Week from Sep 21 to Sep 27

Introduction

The eighth week started with the decision to change the way in which the citations are stored inside the corpus. It was decided that from now on every Citation will be identified by a sequential number (in exactly the same way as the other entities), while their OCI will be stored as an additional Identifier. This decision came from the results exposed in the report from last week, since it appears to be the best choice performance-wise. As a consequence, some modifications have been made to the codebase during the week.

Report

Various modifications to the codebase

I removed the has_next_de method from the ReferencePointer class. This method was added last week in the effort of reaching the complete compatibility with the previous external code that used to rely upon graphlib.py. It’s now necessary to update jats2oc.py for it to follow more strictly the OCDM prescriptions.

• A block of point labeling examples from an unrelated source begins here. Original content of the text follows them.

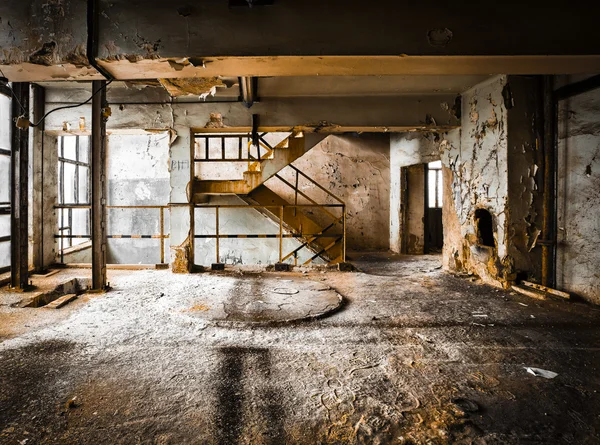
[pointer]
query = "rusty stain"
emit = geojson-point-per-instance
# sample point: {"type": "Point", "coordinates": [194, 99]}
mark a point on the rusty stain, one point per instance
{"type": "Point", "coordinates": [216, 121]}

I updated README.md with a suggestion useful to avoid getting a warning during documentation generation. I fixed a test method called test_is_context_of_rp_or_pl, in which the is_context_of_rp_or_pl method from the DiscourseElement class was invoked with an argument of the wrong datatype. I updated the OCDM.pdf file (which is downloadable from here).

I organized the modules contained inside the package in a hierarchical tree structure which better reflects the class hierarchies and is much more intuitive. Thanks to the use of __init__.py files, new ways to import the oc_ocdm classes are now available. For example, the following import statement are now fully working:

from oc_ocdm import GraphSet
from oc_ocdm.support import get_short_name
from oc_ocdm.entities import Identifier, BibliographicEntity
from oc_ocdm.entities.bibliographic import AgentRole

I removed the dependency of GraphSet from the Reporter class, which was actually unused. The reporter.py module, being not used by any other module of the package, was removed from the codebase.

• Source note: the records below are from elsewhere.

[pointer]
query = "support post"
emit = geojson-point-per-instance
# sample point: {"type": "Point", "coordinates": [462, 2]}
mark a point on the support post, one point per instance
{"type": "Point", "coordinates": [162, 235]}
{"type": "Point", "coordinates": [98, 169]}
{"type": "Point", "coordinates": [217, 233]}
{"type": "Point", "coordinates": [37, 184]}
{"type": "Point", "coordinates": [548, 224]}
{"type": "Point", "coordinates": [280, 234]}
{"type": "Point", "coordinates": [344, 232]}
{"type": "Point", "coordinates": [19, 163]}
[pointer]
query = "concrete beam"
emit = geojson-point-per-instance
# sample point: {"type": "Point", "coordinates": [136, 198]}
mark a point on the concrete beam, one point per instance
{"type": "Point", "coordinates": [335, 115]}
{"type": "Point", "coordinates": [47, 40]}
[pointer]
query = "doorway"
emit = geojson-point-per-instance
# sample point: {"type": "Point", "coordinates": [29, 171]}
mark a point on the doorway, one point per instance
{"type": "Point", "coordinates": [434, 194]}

Consequences of the new strategy for Citation identifiers

I opened a new GitHub issue (#8) in the opencitations/metadata repository, with the goal of adding to the OCDM the new option for the Citation identifier. Then, I had to add the missing method create_oci to the Identifier class. I updated the add_ci method from GraphSet: it now internally calls _add instead of _add_ci (which was completely removed from the class). The method _add itself had to be fixed in a part related to the instantiation of provenance entities: it’s now aligned with the new strategy for provenance text files.

I also removed the dependency of ProvSet from the ResourceFinder class, which was still missing in the codebase. To achieve this result, I had to implement the new method _retrieve_last_snapshot (together with its respective test method test_retrieve_last_snapshot) which replaces the retrieve_last_snapshot and add_prov_triples_in_filesystem methods from ResourceFinder. Previously, to find the last provenance snapshot of a particular entity, a local RDF storage file containing the data related to the entity was created (through the use of add_prov_triples_in_filesystem). Then, a SPARQL query was performed on the local file (by invoking retrieve_last_snapshot), which returned the URI of the last active snapshot of the entity. Thanks to the new strategy for the Citation identifier, it’s now possible to read the actual snapshot counter value from the prov_file_XX.txt text file, since now every entity (including citations) has its provenance counters stored in that way. This obviously results in a big performance improvement over the previous implementation. At the end of the Week 6 report, I said that:

the generate_provenance method now only takes consistently around 1 to 1.5 seconds to execute with small test data

With the changes explained before, it now only takes about 0.7 to 0.8 seconds to execute the same test!